Even a mugging at the Modesto bus station didn’t deter her. When she arrived in LA the next morning with just a few dollars in her pocket, Misty immediately asked a police officer for directions to the fireworks display. She also knew she would need to find a Target pharmacy to refill her medication, but decided it could wait until later.
Later came and went. With no money in a strange city, Misty found the bus system too confusing to navigate. The longer she went without her cocktail of antipsychotics to keep the worst symptoms of her schizoaffective disorder at bay, the more difficult it became to remember that she even needed medication. In the sweltering July heat, Misty roamed the streets of Santa Monica, trying to grab a few minutes of shut-eye where she could. Mostly, she was too afraid to sleep.
Misty’s worsening mental state left her combative and paranoid. Her memories of this time are vague at best, but hospital records show a series of psychiatric hospitalizations during July and August. She was arrested at least once. By now, Misty no longer recognized that she had a health problem. Not surprisingly, she didn’t take her medications once out of hospital, and the cycle repeated itself over and over.
Back in Modesto, Misty’s mother, Linda, felt her worry turn to panic as the days passed without word from her daughter. She filed a missing persons report, and the next time police picked up Misty for her latest infraction, Linda got a phone call. Knowing where her daughter was, however, didn’t mean that she could help Misty, and she watched her daughter’s deterioration with horror and fear.
“There really isn’t anything we can do. The only time she’s going to get help is if they put her in the hospital, and the only way they’ll put her in the hospital is if she’s a danger to self or others,” Linda says. Wandering the streets and shouting at strangers, without adequate food and water, didn’t qualify.
What Misty needed, Linda believed, was a program that would require her to take the medications that had been helping her in Modesto without having to be admitted to hospital. A bill in California could enforce this, but it had not been passed in Stanislaus County. Known as Laura’s Law, the bill allows courts to order what’s known as assisted outpatient treatment (AOT) to people with severe mental illness if they meet specific criteria, including previous hospitalizations or arrests, being noncompliant with outpatient treatment, and becoming dangerous to themselves or others.
The law, however, is not without its critics. Civil rights advocates argue that the state shouldn’t have the right to deprive someone of their liberties with forced treatment. Some psychiatrists say that AOT simply doesn’t work. Linda’s quest to get Laura’s Law passed in Modesto, together with Misty’s experiences in LA, highlight the high-stakes battle to find the best ways to help people with severe mental illness who, like Misty, may not recognize their own condition.

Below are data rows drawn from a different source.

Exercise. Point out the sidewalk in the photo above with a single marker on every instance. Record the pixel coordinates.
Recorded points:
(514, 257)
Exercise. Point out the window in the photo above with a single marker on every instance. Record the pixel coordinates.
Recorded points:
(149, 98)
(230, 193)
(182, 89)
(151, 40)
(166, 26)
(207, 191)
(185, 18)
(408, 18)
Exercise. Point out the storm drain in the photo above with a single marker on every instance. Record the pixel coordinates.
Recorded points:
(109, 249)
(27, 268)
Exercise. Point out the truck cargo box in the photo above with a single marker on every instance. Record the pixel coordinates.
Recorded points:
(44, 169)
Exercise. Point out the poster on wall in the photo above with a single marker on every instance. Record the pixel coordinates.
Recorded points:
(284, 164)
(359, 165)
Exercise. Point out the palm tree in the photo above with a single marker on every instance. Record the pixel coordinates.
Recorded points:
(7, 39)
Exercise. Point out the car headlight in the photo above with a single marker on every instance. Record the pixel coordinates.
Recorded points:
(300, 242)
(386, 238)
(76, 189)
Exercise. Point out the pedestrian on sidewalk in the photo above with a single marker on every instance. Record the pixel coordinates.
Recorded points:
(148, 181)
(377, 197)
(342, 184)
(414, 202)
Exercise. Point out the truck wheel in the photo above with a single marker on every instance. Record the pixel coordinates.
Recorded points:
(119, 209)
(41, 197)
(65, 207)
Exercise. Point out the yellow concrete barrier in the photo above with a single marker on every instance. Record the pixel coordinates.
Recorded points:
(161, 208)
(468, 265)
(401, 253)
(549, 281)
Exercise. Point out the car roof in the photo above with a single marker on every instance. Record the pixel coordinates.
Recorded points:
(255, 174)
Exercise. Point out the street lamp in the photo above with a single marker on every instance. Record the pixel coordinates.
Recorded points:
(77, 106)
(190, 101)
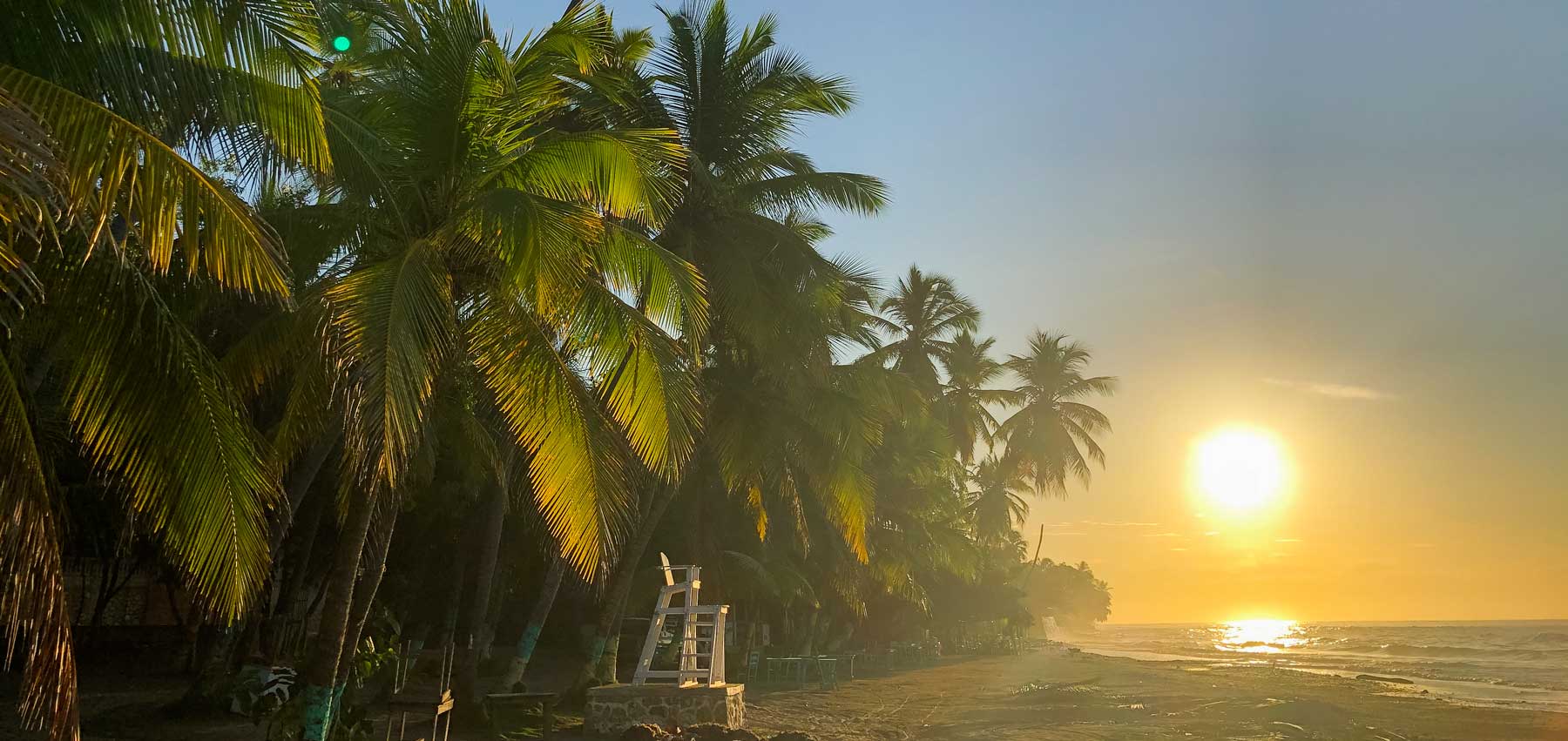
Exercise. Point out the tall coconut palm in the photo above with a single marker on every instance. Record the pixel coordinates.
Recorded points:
(101, 104)
(497, 237)
(995, 499)
(964, 405)
(1051, 436)
(923, 315)
(744, 219)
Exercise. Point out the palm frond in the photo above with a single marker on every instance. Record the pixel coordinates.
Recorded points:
(33, 603)
(113, 168)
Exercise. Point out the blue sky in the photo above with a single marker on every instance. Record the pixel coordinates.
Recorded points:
(1340, 221)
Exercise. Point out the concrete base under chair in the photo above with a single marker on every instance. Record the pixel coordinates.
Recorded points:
(612, 709)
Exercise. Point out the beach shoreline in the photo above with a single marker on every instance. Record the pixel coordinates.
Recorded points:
(1060, 694)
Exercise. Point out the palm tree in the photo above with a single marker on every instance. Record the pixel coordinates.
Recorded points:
(924, 312)
(101, 102)
(744, 219)
(995, 502)
(963, 408)
(497, 237)
(1051, 436)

As a leading neurologist at the Hôpital de la Pitié in Paris, Joseph Babinski was used to seeing all sorts of unusual phenomena. But in 1914, two patients stuck out. Both had damage to the right hemispheres of their brains, leaving them paralyzed on the left side of their body (each brain hemisphere controls the opposite side of the body).
For an experienced neurologist like Babinski, this was hardly noteworthy. What did strike him was that both patients insisted they were completely normal. They were unaware that there was anything wrong with them. In a 1914 medical journal article, Babinski explained that when he recommended electrotherapy to one of these patients, she replied, “Why do you want to electrify me? I am not paralyzed.” He coined a new word to describe this symptom: anosognosia, literally meaning ‘without knowledge’.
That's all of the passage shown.